La campagne s’étend morne et grise Au pied d’un tumulus abandonné des hommes. Les arbres ont perdu jusqu’à leur chemise ; Des nappes brumeuses semblent fantômes Sur le ruisseau qui ne sait plus murmuré, Tout enfermé qu’il est sous son manteau de glace.
Sur la berge fangeuse, la terre embourbée Laisse entrevoir quelques pas, étranges traces. Qui passa là en ces heures ternes et froides ? Etait-ce un amoureux perdu ou une enfant Cherchant un oiseau rare pour ses nuits fades ? L’absence et le silence m’offrent de leur néant Toutes les images que ma tête peut rêver.
Mais pas une voix humaine ne se fait assez vive Pour démentir les tableaux tristement élevés Par mon sombre regard sur une humanité passive. Comment peut-on ainsi parjurer des racines Qui pourraient nous porter jusqu’au sublime ? Comment ose-t-on ainsi ensevelir des origines Qui portent en elles des bonheurs et des crimes ?
Mais c’est omettre que l’Homme, animal dompté Par de trop beaux démons, se laisse toujours prendre Au jeu malin de celui qui vit et l’infante et l’aimé. Mes yeux seuls ne peuvent racheter les mortes cendres. Le ciel est lourd et le brouillard, dense. C’est l’hiver Dans le cœur du village. La terre pourtant palabre : Elle hurle qu’il y eut des amants qui s’aimèrent Le long de cette eau muette qui les vit encore glabres.

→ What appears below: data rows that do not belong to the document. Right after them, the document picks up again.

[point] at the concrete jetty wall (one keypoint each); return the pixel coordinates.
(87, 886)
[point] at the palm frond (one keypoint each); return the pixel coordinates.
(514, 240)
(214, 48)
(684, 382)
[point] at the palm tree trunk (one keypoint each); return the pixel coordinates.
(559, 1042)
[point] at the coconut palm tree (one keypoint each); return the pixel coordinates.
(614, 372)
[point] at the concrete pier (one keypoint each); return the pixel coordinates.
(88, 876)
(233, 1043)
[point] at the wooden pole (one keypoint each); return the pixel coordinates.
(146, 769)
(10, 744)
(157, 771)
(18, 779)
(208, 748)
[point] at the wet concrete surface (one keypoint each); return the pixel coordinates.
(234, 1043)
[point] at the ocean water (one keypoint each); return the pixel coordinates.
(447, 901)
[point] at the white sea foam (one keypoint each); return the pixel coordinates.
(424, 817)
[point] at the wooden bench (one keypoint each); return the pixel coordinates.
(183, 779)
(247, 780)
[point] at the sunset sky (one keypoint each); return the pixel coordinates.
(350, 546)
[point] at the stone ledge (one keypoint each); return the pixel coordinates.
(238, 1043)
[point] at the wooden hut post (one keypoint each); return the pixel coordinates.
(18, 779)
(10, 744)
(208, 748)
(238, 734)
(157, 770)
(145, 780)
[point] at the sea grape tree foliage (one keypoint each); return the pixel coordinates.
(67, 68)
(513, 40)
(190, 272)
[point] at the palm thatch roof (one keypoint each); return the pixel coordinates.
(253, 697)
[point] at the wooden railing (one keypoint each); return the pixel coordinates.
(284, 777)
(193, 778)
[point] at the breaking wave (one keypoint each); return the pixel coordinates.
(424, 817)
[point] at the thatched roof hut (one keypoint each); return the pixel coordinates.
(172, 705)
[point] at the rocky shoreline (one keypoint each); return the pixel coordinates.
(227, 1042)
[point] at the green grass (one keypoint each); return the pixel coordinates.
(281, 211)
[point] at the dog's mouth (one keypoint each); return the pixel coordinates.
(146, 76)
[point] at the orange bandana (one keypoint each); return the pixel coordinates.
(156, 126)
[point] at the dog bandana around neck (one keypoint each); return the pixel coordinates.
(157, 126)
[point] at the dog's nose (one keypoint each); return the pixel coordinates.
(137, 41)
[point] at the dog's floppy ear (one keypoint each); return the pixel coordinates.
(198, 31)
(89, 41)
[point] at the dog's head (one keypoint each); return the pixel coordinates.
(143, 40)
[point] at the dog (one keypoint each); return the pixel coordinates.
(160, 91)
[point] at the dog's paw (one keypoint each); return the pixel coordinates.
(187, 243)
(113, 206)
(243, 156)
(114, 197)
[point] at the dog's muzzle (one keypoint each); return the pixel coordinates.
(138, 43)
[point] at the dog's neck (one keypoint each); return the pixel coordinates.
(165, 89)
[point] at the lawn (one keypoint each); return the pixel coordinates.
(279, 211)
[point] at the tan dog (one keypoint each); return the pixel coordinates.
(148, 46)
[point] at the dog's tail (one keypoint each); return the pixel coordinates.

C’est alors que je vois une pierre, silex noir Que de tout ton amour pur et limpide et doux Tu me donnas un jour ou plutôt un soir Où mon cœur sombrait lui aussi dans de sombres remous. Ma main le ramasse et d’un geste prompt le lance. Voilà qu’à nouveau l’eau murmure des notes douces Et combles d’espoir. Une force soudaine gomme ainsi l’offens De la nature injurieuse, lui rendant ses couleurs folles et
Terre d’hommes, il suffit parfois d’une seule âme Pour te sauver des morts certaines et de l’infâme.